Larestananda Asmaul Husna Hizaumi Putri, Dedin Finatsiyatull Rosida, Aurellia Salsabilla, Sita Kalaswari, Muhammad Fadhillah Razak Sitepu, Sadam Abid Thufail, Niken Annuru Kharisma Tsary.
Program Studi Teknologi Pangan Fakultas Teknik
UPN "VETERAN" JAWA TIMUR
Corresponding author: dedinbahrudin@gmail.com
Perdebatan yang hingga saat ini masih terjadi dalam lingkup industri pangan masih terkait dengan aturan untuk labelling. Hingga saat ini, masih banyak ditemukan pelanggaran terkait regulasi pelabelan di Indonesia. Berdasarkan data hasil survei yang dilakukan oleh Badan Pengawas Obat dan Makanan (BPOM) pada tahun 2020 menghasilkan bahwa dari 12.246 sampel yang masuk ke dalam proses pengujian, sebanyak 15,21% (1.863 sampel) yang labelnya Tidak Memenuhi Ketentuan (TMK).
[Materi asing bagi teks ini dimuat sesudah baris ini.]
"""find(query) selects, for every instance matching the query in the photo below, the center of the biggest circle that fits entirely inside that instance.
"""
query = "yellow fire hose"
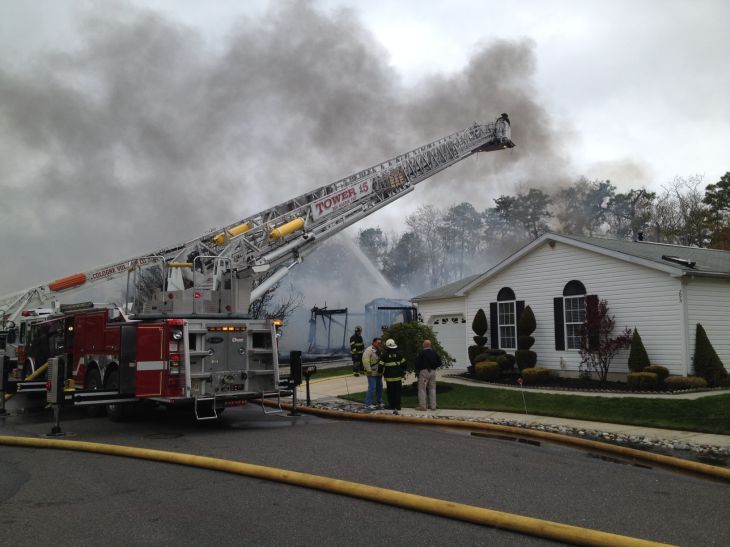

Menyangkut penyimpangan terhadap peraturan pelabelan yang paling banyak ditemui adalah: (1) Penggunaan label tidak berbahasa Indonesia dan tidak menggunakan huruf latin, terutama produk impor. (2) Label yang ditempel tidak menyatu dengan kemasan. (3) Tidak mencantumkan waktu kadaluarsa. (4) Tidak mencantumkan keterangan komposisi dan berat bersih.
Perbedaan yang mencolok antara label yang telah memenuhi syarat dan yang tidak memenuhi syarat kerap kali ditemukan bahwa label yang benar, paling tidak memuat komponen-komponen dan kandungan nutrisi yang terkandung dalam produk pangan tersebut serta tanggal kadaluarsa, yang dimana merupakan aspek informasi utama yang harus dituliskan dalam label produk makanan dikarenakan tanggal kadaluarsa serta kandungan nutrisi suatu produk pangan merupakan salah satu indikator yang menunjukkan kelayakan dari suatu produk makanan.
Ditinjau dari aspek regulasi, negara Indonesia sendiri telah mengatur dalam Undang-Undang terkait pelabelan yang dimana menyebutkan bahwa aspek-aspek informasi yang harus ada dalam label antara lain: 1) Nama Produk; 2) Daftar bahan yang digunakan; 3) Berat bersih atau isi bersih; 4) Nama dan alamat produsen dan importir; 5) Halal bagi yang diperlukan; 6) Tanggal dan kode produksi; 7) Tanggal kadaluarsa, bulan dan tahun; 8) Nomor izin edar untuk pangan olahan; 9) Asal makanan tertentu. Selain itu juga label harus ditulis dengan menggunakan bahasa indonesia, jika kalimat asing yang ingin dituliskan masih memiliki arti kata/kalimat dalam bahasa Indonesia.
Penyebab terjadinya pelanggaran label makanan ini dapat dipicu oleh banyak faktor. Faktor pemicu utama adalah adanya budaya masyarakat yang dimana mengkonsumsi makanan instan tanpa membaca label yang tertera pada kemasan produk makanan, yang dimana hal tersebut secara tidak langsung menimbulkan perspektif para pelaku usaha yang ingin meraup keuntungan sebanyak-banyaknya, dengan mencantumkan klaim label yang tidak sesuai dengan produk yang di produksi.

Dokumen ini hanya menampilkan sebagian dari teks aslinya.